Please Login or Register to get full access to the forums.

Lost Password?
Current time: 03-28-2024, 08:38 AM (time should display as Pacific time zone; please contact Admin if it appears to be wrong)                                                                


X-treme Wrestling Federation » XWF Live! » Character Development RPs
Thread Rating:
  • 0 Vote(s) - 0 Average
  • 1
  • 2
  • 3
  • 4
  • 5
Living in the Legendary Afterglow
Author Message
TBS Offline
Registered but either hasn't added self to a roster yet or doesn't RP



XWF FanBase:
Very random

(heel alignment but liked by many; has earned respect despite breaking the rules often)


#1
09-05-2019, 09:46 AM

I’ll admit it, that was fucking cool.

You never really grasp how jacked you get when you theme music comes on and you’re about to stick your head through the curtain. Sure you dream about it, and you definitely try to imagine it, but even a narcissist like me couldn’t have pieced together a reaction like that from the live crowd. Much less in Canada. When did THAT place start being better than the United States exactly? Oh, November 2016, got it.


“I’ve been watching the clips on YouTube all day, can you believe they just post this shit on here for free? It’s amazing.” My phone sits on my desk facing up, speaker phone turned on and James Raven listening to me on the other end of the line.

“Yeah, Dustin, as the owner of the company losing out on potentially millions of dollars in rights fees every time an asshole like you clicks play, I think it’s just the coolest thing ever.”

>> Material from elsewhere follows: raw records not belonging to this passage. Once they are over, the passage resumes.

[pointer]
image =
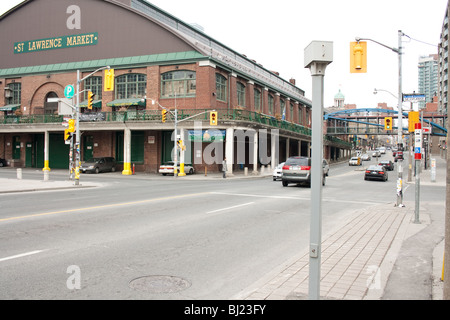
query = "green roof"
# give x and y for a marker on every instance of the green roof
(113, 62)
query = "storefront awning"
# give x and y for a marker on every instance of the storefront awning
(126, 102)
(95, 104)
(10, 107)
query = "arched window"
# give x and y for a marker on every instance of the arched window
(176, 84)
(221, 87)
(130, 85)
(241, 94)
(257, 100)
(50, 107)
(271, 103)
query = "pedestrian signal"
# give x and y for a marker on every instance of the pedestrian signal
(358, 57)
(213, 118)
(388, 123)
(90, 99)
(109, 80)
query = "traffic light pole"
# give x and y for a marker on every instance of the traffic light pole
(400, 115)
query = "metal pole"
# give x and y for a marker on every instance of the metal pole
(77, 141)
(400, 125)
(316, 187)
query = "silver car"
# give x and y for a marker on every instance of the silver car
(298, 170)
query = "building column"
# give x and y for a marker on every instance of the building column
(127, 153)
(229, 150)
(255, 152)
(46, 151)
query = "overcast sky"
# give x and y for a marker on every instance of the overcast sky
(275, 34)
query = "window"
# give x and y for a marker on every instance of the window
(93, 84)
(16, 89)
(241, 94)
(257, 100)
(178, 84)
(221, 87)
(130, 86)
(271, 102)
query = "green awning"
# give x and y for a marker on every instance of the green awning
(126, 102)
(10, 107)
(95, 104)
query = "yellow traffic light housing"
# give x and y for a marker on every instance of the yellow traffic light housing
(109, 80)
(67, 135)
(388, 123)
(358, 57)
(213, 118)
(90, 99)
(71, 125)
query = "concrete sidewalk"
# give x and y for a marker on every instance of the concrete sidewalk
(360, 260)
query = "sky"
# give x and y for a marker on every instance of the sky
(275, 34)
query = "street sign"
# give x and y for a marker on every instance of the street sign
(413, 97)
(69, 91)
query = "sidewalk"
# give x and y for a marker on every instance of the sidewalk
(359, 258)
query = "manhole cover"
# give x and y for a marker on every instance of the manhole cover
(160, 284)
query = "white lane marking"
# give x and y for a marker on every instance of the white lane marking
(21, 255)
(233, 207)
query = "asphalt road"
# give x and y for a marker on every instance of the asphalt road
(152, 237)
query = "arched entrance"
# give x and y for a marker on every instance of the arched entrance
(50, 107)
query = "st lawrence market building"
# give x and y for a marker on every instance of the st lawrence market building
(160, 63)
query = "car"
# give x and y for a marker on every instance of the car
(376, 172)
(277, 171)
(297, 170)
(398, 156)
(167, 168)
(3, 162)
(376, 153)
(388, 164)
(355, 161)
(98, 164)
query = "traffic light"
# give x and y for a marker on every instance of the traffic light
(67, 135)
(213, 118)
(413, 118)
(71, 125)
(388, 123)
(358, 57)
(109, 80)
(90, 99)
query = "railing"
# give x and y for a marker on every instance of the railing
(155, 116)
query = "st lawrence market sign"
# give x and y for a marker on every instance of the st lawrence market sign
(71, 41)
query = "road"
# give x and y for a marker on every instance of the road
(152, 237)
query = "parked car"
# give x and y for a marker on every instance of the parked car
(376, 153)
(298, 170)
(355, 161)
(99, 164)
(388, 164)
(277, 171)
(167, 168)
(376, 172)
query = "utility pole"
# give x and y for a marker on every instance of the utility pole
(318, 55)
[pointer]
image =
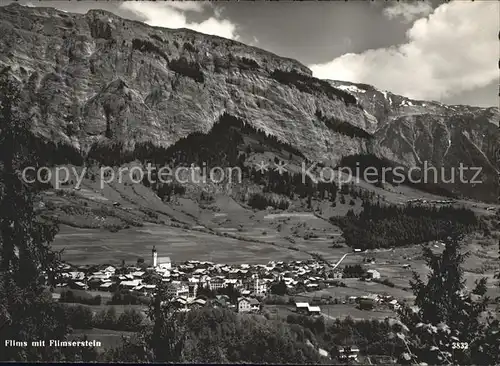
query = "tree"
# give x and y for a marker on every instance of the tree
(446, 327)
(279, 288)
(168, 334)
(28, 312)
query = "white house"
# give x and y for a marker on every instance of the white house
(178, 289)
(244, 305)
(160, 262)
(247, 304)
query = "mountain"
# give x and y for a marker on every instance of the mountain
(91, 80)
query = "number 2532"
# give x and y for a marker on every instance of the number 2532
(460, 345)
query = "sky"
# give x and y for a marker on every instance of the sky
(430, 50)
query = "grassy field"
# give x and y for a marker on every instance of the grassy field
(333, 312)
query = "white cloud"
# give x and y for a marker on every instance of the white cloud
(409, 11)
(172, 15)
(455, 49)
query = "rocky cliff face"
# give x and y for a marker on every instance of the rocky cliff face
(97, 78)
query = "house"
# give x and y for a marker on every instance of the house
(80, 286)
(348, 353)
(257, 286)
(178, 289)
(107, 286)
(337, 274)
(221, 301)
(160, 262)
(129, 285)
(394, 305)
(216, 283)
(246, 305)
(314, 310)
(164, 263)
(374, 274)
(302, 307)
(254, 304)
(110, 269)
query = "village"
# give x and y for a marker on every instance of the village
(243, 288)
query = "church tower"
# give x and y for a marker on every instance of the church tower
(154, 256)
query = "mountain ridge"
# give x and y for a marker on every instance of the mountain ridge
(96, 78)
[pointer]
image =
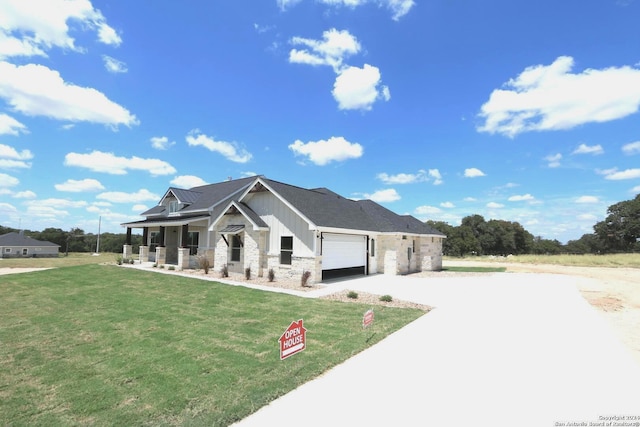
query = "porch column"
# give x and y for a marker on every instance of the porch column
(183, 258)
(161, 255)
(143, 255)
(161, 238)
(127, 250)
(185, 236)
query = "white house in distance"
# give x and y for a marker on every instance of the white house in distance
(262, 224)
(17, 245)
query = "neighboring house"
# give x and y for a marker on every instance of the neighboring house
(17, 245)
(262, 224)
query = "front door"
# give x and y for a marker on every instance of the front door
(236, 254)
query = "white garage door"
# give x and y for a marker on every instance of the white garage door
(343, 251)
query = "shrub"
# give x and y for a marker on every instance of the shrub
(203, 263)
(304, 281)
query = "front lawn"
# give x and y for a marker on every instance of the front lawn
(107, 345)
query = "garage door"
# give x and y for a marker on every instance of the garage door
(343, 255)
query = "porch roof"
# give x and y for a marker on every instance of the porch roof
(164, 221)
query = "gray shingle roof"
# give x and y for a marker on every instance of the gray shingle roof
(328, 209)
(321, 206)
(18, 239)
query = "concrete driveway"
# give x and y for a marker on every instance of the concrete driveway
(509, 349)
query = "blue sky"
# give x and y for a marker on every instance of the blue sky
(520, 111)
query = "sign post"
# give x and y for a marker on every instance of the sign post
(293, 340)
(367, 319)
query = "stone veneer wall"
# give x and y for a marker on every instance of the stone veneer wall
(298, 266)
(395, 260)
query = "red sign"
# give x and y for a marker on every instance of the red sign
(367, 319)
(293, 340)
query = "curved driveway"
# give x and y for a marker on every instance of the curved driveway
(507, 349)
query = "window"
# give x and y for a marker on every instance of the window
(286, 249)
(192, 242)
(236, 244)
(155, 241)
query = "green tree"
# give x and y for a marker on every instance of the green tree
(620, 231)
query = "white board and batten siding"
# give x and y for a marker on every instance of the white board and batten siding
(282, 221)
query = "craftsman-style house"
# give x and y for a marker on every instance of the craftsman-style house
(262, 224)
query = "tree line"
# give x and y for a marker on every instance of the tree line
(76, 240)
(618, 232)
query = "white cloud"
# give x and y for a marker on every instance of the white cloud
(521, 198)
(285, 4)
(587, 199)
(331, 50)
(10, 126)
(473, 173)
(28, 194)
(588, 217)
(403, 178)
(358, 88)
(113, 65)
(553, 160)
(230, 150)
(586, 149)
(384, 196)
(122, 197)
(161, 143)
(437, 177)
(625, 174)
(99, 161)
(35, 90)
(631, 148)
(8, 181)
(188, 181)
(335, 149)
(10, 158)
(427, 210)
(24, 32)
(398, 8)
(552, 98)
(80, 186)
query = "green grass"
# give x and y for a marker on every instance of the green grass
(72, 259)
(475, 269)
(106, 345)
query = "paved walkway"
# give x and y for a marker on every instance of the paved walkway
(498, 350)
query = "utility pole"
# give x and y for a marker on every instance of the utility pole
(98, 242)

I ignore Raven, as usual, and focus on what I’m doing – taking in highlights of the brutal match he and I had at XX vs. The Flatline Crew – and Bigg Rigg.

James hits the Flight of the Raven jumping cutter off the apron and falls to the floor, snapping Bigg Riggs neck over the top rope and slingshotting him all the way across the ring!

“SAYORS: OH NO! That may have crushed Gambinos trachea!”


“LANE: What a shame! He can’t talk his shit anymore!”

“That’s the funniest shit I’ve ever heard on XWF TV.” I rewind and re-watch the clip a few more times, you can practically hear James rolling his eyes through the phone.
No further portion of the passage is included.